One may be that these E. coli have learned tricks to get into plant roots. There are lots of studies about this issue as well:
JV. Gagliardi and JS. Karns. Environmental Microbiology 2002, Volume 4(2) 89.
Warriner K, Ibrahim F, Dickinson M, Wright C, Waites WM. J Food Prot. 2003 Oct;66(10):1790-7.
The second is interesting in that it presages the spinach problem by showing that E. coli can get internal to spinach cells, so the bacteria could never be washed off. Thus, eating raw spinach fertilized 'organically' with pathogen contaminated manure might create a hazard that cannot be dealt with by surface sterilization.

Anyway, back to the topic of the paper at hand: the relationships among these 0157:H7 bacteria that are causing all this mess.
There are apparently two major families of these bacteria. While even the dominant human pathogens don't seem to cause disease in animals, it seems from most experiments I've seen, that they also don't colonize the animals particularly stably. This doesn't really surprise me - stable intestinal colonization of a conventional (previously naturally colonized by bacteria) host by a laboratory isolate is pretty difficult, in the literature and in my experience. This is true even with large doses of the inocula.

As an aside, infectious doses vary greatly, and it may depend on everything short of the phase of the moon - and even that, in women. One of the great stories of early microbiology was when Koch was trying to demonstrate the germ theory of disease, and he had isolated the cholera causative agent (Vibrio cholera). He had a huge flask of this nasty bug, and another science professor, doubting Koch, postulates and all, decided to demonstrate his scorn. He drank the entire flask of the supposed cause of misery and massive suffering, still one of the most serious diseases - and he didn't get sick. I guess he had taken his vitamins.
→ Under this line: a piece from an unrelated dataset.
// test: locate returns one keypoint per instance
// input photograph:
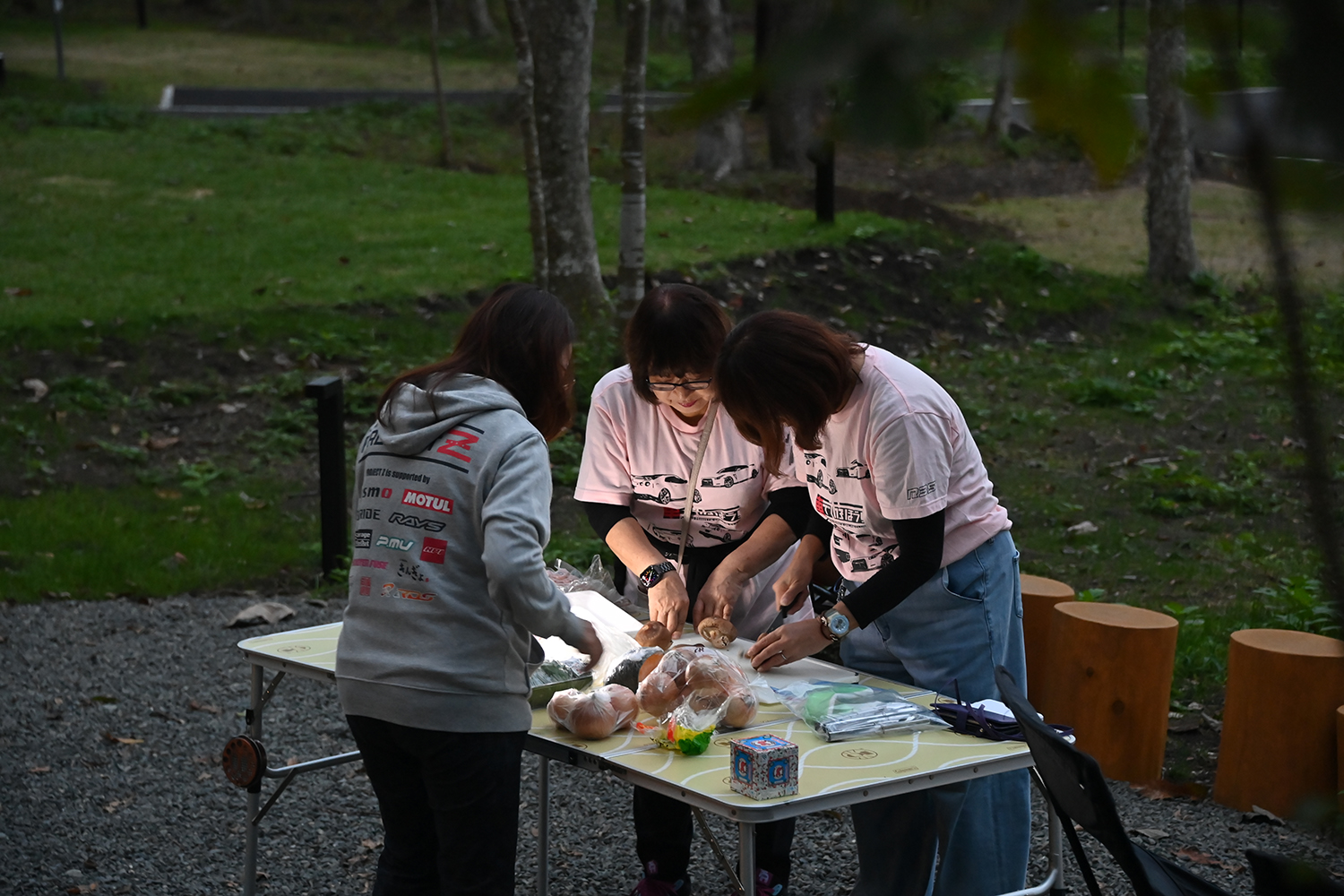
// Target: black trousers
(449, 805)
(663, 829)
Anyway, there are the human-derived Lineage I strains and the bovine Lineage II strains of E. coli O157:H7. they both appear around the world, but one tends to be in the cattle, the other, in disease. They appear to have diverged prior to global dispersal. So, perhaps, all those O157:H7 in cattle that people are all stressed about aren't a big deal... The authors in this paper decided to figure out what genes were different among the lineages. They found a bunch of regions that were different, and then characterized them to look for virulence factors which may make Lineage I a problem and Lineage II a bunch of bullcrap, literally.

They used 30 strains for the secondary screen - 10 Lineage I and 20 Lineage II, to confirm the differences found in a smaller primary set of 4 strains. Then they did a tertiary screen with 119 additional strains.
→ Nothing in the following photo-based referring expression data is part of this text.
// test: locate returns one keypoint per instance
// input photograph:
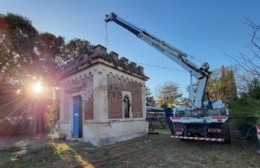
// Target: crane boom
(176, 55)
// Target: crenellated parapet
(99, 55)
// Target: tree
(168, 93)
(222, 85)
(251, 63)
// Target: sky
(208, 31)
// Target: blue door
(76, 116)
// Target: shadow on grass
(40, 151)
They found a bunch of regions that were relevant. The big finding is that most of these were associated with potential viruses, plasmids, and transposons - mobile genetic elements that can thereby change their background and associations. This begins to explain the apparent recent origin of the pathogens. Some of the genes look like obvious problems - colonization elements, hemolysin genes, outer membrane molecules. Others are not obvious.
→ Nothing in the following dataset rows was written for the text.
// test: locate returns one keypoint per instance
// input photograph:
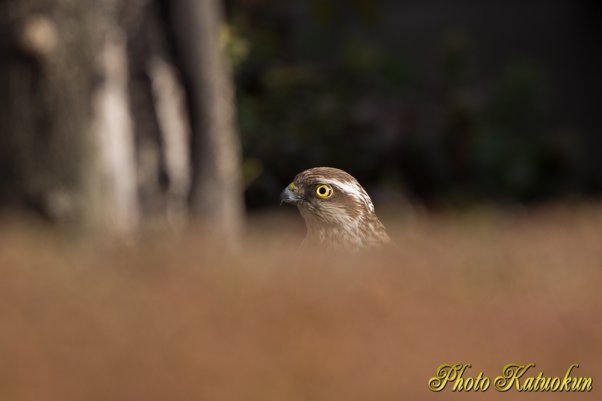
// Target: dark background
(448, 104)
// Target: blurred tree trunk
(101, 125)
(61, 91)
(216, 182)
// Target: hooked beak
(288, 196)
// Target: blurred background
(156, 113)
(449, 104)
(170, 125)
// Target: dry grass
(177, 319)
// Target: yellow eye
(323, 191)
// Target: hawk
(338, 212)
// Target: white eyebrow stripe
(354, 189)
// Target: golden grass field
(177, 318)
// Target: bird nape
(338, 212)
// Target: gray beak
(288, 196)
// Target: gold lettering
(445, 374)
(510, 376)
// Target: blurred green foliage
(322, 85)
One thing that this says is that these factors might reassemble in different combinations in other backgrounds. O157:H7 might have just assembled all the cool bad genes, a sort of Ocean's 11 of E. coli, all at once.

Another interesting thing is that it looks like 'lineage II' is just lineage I that has lost elements - perhaps there is selection against virulence elements in the cattle. Perhaps there is general pressure to be less virulent, not more. this would be very good for us and our food supply.

This is a very cool article on molecular ecology and evolution in the context of pathogenesis and symbiosis. It makes for some cool findings and begins to suggest some interesting approaches for prevention and therapy. For instance, curing bacteria of phage would likely be enough to eliminate many virulence factors without killing the cells. Another interesting point - if we can keep bacteria from being infected with phage, they might not emerge to virulence, if that is a major source of virulence factors which are otherwise being purified by selection.